Depending on the type of recognition algorithm used, an OCR program may either perform more poorly on a binary de-skewed image or else it will see no effect from the distortions introduced by that process. In no case will a properly designed OCR program (one which tracks slanted baselines) perform better on binary de-skewed characters.
As a general rule, it is a better procedure to leave OCR-bound images alone than to binary de-skew them. One could imagine an OCR program which could benefit from receiving a measurement of the skew as a parameter so that it might better recognize characters as co-linear; some programs operate this way internally.
A variety of methods exist for binary de-skewing.
These techniques typically rely on a variation of the Bresenham algorithm, which formulates a needed skew adjustment as a pair of pixel counts along the row and column axes of the scanning device. This is similar to the way a builder sets the pitch of a roof using different measurements along the two legs of a builder's square.
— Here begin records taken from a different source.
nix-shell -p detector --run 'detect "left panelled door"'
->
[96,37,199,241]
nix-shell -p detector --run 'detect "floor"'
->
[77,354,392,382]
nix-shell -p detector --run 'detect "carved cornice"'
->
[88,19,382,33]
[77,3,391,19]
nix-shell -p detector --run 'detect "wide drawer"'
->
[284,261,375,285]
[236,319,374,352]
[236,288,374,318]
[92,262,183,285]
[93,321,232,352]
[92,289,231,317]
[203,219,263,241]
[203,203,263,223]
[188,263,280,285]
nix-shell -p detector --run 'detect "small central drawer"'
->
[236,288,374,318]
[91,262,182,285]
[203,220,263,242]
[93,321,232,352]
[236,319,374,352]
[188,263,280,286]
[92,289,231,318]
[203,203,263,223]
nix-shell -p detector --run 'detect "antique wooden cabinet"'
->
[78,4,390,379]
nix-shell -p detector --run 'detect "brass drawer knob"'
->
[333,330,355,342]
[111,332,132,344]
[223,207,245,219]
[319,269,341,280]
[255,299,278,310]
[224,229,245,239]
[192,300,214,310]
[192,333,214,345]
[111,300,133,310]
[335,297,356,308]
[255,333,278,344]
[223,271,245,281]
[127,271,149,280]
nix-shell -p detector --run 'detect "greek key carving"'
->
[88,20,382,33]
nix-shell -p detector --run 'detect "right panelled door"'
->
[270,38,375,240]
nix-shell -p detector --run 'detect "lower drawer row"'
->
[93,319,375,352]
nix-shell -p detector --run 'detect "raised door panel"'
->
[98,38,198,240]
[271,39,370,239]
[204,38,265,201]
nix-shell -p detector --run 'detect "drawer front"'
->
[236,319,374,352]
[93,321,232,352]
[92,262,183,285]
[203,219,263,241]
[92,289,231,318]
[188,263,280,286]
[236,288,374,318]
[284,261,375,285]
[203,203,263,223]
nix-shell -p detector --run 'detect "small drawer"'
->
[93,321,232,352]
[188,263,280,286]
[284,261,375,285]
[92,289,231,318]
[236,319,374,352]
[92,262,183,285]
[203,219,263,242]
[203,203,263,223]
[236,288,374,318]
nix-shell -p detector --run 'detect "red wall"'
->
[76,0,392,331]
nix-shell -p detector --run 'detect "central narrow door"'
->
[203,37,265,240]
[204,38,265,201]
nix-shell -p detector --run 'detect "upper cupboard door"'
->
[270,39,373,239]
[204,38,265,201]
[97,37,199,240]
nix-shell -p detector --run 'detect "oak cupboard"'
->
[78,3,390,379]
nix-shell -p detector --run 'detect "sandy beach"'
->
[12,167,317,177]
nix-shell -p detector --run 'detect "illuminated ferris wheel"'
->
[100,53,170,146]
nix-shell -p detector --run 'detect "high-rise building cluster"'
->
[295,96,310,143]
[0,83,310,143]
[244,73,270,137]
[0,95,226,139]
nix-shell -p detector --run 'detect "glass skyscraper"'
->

The simplest application of this technique does not actually result in a rotation of the document, but rather in a shearing, with an inherent inaccuracy proportional to the angle of the skew.
By simply changing where one retrieves a given pixel at read time via manipulation of row and column addresses, the slant of the top and bottom edges of the document may be removed to +/- one pixel accuracy. A similar shear on the other axis will make the left and right document edges appear straight.
In this method, by using the sine and cosine of the skew angle, the ideal coordinate of the pixel in the input grid is found which is the source of the current output pixel being generated.
The nearest neighbor method is then typically used, using the black or white state of the actual pixel nearest to that ideal coordinate to set the color of the output pixel.
This method can be improved upon somewhat by taking a combination of the pixels nearest to that ideal location to create the output pixel.
By an appropriate successive application of one dimensional shears, it is possible to accomplish a good approximation to a true rotation. These methods are not described here.
Grayscale de-skewing gets over many of the drawbacks of binary de-skewing, producing images which look as if they were fed perfectly orthogonally, without any skew. The resulting binary images have no jags in them beyond what are introduced by the binarization or thresholding process itself.
Grayscale images resulting from a grayscale de-skew algorithm look similarly unflawed; the algorithm used is highly accurate, not just accurate enough to have its flaws effectively hidden by binarization.
Grayscale de-skewing requires hardware to cope with the large number of calculations per pixel used in the algorithm. It also requires access to the raw or compressed grayscale data, making it best applied either in the scanner or in a scanner interface board having access to that data.
The algorithm used for grayscale de-skewing uses bi-linear interpolation, where a pixel in the rotated output image is formed from a weighted blending of its nearest neighbors in the original image. Higher-order blending algorithms can be used which use a larger neighborhood, but no perceptible difference results from this effort.